Tom Peters - Atlanta Growth Summit: Value of Checklist
SATURDAY, NOVEMBER 15TH, 2008
Could there be a more compelling place for the need for accuracy in following directions to than in the ICU of a hospital? The story in medicine today is that more people die from complications or infections received while they are in the hospital than from what brought them to the hospital in the first place. My brother died not from diabetes but rather from a disease he got through the complications of dialysis treatment.
Tom Peters provided a short story on this to illustrate the value of a simple checklist. Line infections in the ICU of any hospital are common place. After ten days 4% of lines get infected. With about 5 million ICU patients a year that means about 80,000 people get infected and anywhere from 5-28% of these patients die depending upon how sick they were when they arrived.
Suppose you could virtually eliminate line infections?
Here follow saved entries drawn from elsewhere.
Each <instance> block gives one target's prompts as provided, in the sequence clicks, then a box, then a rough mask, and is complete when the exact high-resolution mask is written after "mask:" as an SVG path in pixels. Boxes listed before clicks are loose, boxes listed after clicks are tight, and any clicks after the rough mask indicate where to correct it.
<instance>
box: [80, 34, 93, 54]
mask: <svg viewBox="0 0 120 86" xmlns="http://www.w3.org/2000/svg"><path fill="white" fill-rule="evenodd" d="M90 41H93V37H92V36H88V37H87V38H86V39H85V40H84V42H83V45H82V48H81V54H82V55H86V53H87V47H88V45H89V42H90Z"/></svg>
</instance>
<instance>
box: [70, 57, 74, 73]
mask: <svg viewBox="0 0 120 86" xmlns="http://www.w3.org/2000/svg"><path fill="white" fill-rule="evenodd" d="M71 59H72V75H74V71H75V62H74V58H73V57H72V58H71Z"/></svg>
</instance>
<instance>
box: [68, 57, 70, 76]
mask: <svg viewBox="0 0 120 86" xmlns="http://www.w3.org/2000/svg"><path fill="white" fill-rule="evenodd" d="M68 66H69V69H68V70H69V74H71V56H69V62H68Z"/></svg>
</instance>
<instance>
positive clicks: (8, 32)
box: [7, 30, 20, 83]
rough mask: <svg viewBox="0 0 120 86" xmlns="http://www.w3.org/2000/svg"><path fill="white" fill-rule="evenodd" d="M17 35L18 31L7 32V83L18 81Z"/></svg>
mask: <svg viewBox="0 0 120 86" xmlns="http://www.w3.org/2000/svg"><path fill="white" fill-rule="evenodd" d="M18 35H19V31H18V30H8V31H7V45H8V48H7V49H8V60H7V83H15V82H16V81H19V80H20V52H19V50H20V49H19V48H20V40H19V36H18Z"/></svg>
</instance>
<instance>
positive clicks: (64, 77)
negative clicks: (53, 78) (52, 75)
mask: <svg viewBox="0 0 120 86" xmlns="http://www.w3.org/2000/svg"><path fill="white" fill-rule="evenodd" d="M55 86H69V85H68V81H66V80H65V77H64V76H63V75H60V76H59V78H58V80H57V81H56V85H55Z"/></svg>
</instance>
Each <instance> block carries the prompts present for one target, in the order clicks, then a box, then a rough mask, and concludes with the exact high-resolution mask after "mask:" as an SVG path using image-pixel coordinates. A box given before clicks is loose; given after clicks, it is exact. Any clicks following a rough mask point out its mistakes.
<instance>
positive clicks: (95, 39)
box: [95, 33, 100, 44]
That’s exactly what a doctor at Tom Hopkins Hospital did. He developed a checklist to solve the specific problem of line infections, reducing what had been an 11% rate of line infections at their hospital to zero. That’s right zero!
All of this was accomplished through a simple checklist designed to specifically address the issues of line infections. If you’d like to read the full story, go to The Checklist. It dramatically tells the story of one patient and the Doctor who worked on fixing it. Plus it provides the background of how checklists started from a long range bomber airplane test preceding World War II in 1935.
The doctor who developed this ICU line infections checklist discovered there were two main benefits. First it helped memory recall. When you’re a nurse struggling with a patient who is in trauma it’s difficult to remember some of the more simple things. Secondly it provided explicit instructions on the minimum expected standards in a complex process. Many of the nurses didn’t understand how important simple steps were to ensure proper precautions were being taken.
I’ve used checklist for years in my business. In sales I was first reluctant to rely on a checklist since I felt each situation was different and I had to rely on my skill set and expertise to make the sale. That was simply my ego talking. I soon realized by having my checklist I was closing more and wasn’t leaving out critical steps and information my prospects needed in order to make the right decision.
If the ICU of a hospital can improve dramatically using a simple checklist, what about your company? Are there operations of your business where you need to make sure you are getting things right every time? Perhaps it’s time to develop your checklist.